Hacking your way to Observability — Part 1 : Metrics

Starting your journey in observability by gathering metrics with Prometheus

9 min readMay 3, 2021

Have you ever seen someone trying to find how to solve an issue and a dozen people watching or suggesting to him/her what to look for as if they were trying to solve a mystery? . These situations arise more questions than answers, and trying to get the answers can consume most of your time and in the end, it will have an impact on your company.

The “unknown” can be hard to spot or even to understand and that’s where Observability comes in, it gives you the ability to understand what is broken or what is failing and may give you an idea of the “why” so you can continuously improve.

Observability

Observability is defined as a measurement of how well a system’s internal state could be inferred from its outputs (the telemetry).

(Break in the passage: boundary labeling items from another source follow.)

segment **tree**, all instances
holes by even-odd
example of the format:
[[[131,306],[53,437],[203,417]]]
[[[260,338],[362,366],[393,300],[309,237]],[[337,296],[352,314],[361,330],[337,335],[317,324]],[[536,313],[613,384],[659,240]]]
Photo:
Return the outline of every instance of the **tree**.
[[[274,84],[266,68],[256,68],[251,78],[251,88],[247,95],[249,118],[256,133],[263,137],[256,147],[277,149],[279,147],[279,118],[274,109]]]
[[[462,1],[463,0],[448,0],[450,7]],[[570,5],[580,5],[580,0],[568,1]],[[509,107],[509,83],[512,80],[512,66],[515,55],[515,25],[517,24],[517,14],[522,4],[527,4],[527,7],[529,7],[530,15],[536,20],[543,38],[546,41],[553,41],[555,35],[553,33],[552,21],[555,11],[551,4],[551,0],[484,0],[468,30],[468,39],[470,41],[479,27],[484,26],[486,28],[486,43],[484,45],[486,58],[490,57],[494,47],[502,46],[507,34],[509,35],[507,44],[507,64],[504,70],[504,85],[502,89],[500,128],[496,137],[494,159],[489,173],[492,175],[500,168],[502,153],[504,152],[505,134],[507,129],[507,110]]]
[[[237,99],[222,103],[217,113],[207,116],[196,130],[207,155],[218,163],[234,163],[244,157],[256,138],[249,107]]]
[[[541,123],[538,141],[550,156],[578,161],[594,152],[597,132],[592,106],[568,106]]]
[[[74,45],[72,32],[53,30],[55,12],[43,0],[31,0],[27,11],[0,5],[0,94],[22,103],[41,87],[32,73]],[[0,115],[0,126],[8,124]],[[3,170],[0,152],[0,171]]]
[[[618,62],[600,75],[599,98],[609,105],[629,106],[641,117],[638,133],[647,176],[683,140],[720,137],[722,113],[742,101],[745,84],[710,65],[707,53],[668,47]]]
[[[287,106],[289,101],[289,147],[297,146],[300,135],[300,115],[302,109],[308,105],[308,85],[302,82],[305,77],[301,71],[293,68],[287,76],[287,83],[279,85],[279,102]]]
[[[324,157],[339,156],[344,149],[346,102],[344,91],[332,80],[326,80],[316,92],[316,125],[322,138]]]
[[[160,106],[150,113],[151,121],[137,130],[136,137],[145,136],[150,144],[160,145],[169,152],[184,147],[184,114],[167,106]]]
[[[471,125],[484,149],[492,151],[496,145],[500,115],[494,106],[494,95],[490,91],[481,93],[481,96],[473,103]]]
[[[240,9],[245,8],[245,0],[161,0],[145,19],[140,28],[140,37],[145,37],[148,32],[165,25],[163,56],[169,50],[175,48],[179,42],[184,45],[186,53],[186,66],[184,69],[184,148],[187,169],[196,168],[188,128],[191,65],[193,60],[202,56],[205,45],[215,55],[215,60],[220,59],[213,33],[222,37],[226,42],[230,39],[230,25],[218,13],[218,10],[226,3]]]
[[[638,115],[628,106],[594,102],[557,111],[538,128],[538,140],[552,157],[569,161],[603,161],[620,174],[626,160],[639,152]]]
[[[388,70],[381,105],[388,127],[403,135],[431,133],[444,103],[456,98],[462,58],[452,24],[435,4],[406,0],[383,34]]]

It’s nothing new, we have been trying to understand applications by reading logs since the beginnings of programming, but it became something complex to achieve with the expansion of the cloud, containerization, microservices architectures, polyglot environments, and so on.

The Three Pilars

When talking about Observability you probably end up hearing something about the three pillars. These pillars as commonly referred to, are the telemetry, they are the formats that can be aggregated and analyzed to understand the state of a system.

Metrics
Traces
Logs

During this series, I will cover all the pillars with examples. We will start with Metrics and an Open Source software called Prometheus.

Metrics

A metric is a numeric value recorded over a period of time such as counters, timers, or gauges. These are very cheap to collect because numeric values can be aggregated to reduce the data transmission to the monitoring system. Normally we use metrics to determine the health of a system because are very well suited to describe a resource status. Also, you can instrument your code using libraries like prometheus_client or prometheus_exporter to emit your custom metrics like Response Time, Active Requests, Error Counters, etc.

Prometheus

Prometheus is an open-source metrics-based monitoring and alerting system originally developed by SoundCloud and now hosted by the Cloud Native Computing Foundation. It collects metrics about your infrastructure and applications.

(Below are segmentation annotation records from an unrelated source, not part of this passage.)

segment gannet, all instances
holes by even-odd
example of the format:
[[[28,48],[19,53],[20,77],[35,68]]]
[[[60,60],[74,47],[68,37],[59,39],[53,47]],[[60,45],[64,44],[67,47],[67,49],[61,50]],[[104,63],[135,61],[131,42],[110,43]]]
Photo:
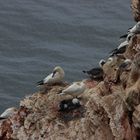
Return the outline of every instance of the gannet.
[[[97,80],[97,81],[103,80],[104,72],[103,69],[100,67],[93,68],[89,71],[84,70],[83,72],[87,73],[92,80]]]
[[[106,63],[106,61],[104,60],[104,59],[101,59],[100,61],[99,61],[99,66],[100,66],[100,68],[102,68],[103,67],[103,65]]]
[[[57,66],[54,68],[53,72],[49,74],[47,77],[45,77],[43,80],[37,82],[38,85],[53,85],[56,83],[61,83],[64,79],[65,73],[64,70]]]
[[[10,116],[12,116],[15,112],[17,111],[17,109],[15,107],[10,107],[8,109],[6,109],[1,115],[0,115],[0,119],[7,119]]]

Prometheus consists of multiple components:

Prometheus server: component that scrapes the metrics and stores the time series data.
Client libraries: libraries to generate metrics on your application.
Push Gateway: is an intermediate component that allows you to push metrics from jobs that cannot be scraped.
Alert Manager: Handles alerts send by Prometheus. It group, deduplicate and route the alerts to the correct receiver.
Exporters: Component that fetches statistics from another system and turns those into Prometheus metrics.

Deployment

You can deploy Prometheus in many ways: installing it on your infrastructure, manually on containers or Kubernetes, via helm with or without the operator on Kubernetes. To keep it simple we will deploy Prometheus using the helm chart with the Prometheus operator.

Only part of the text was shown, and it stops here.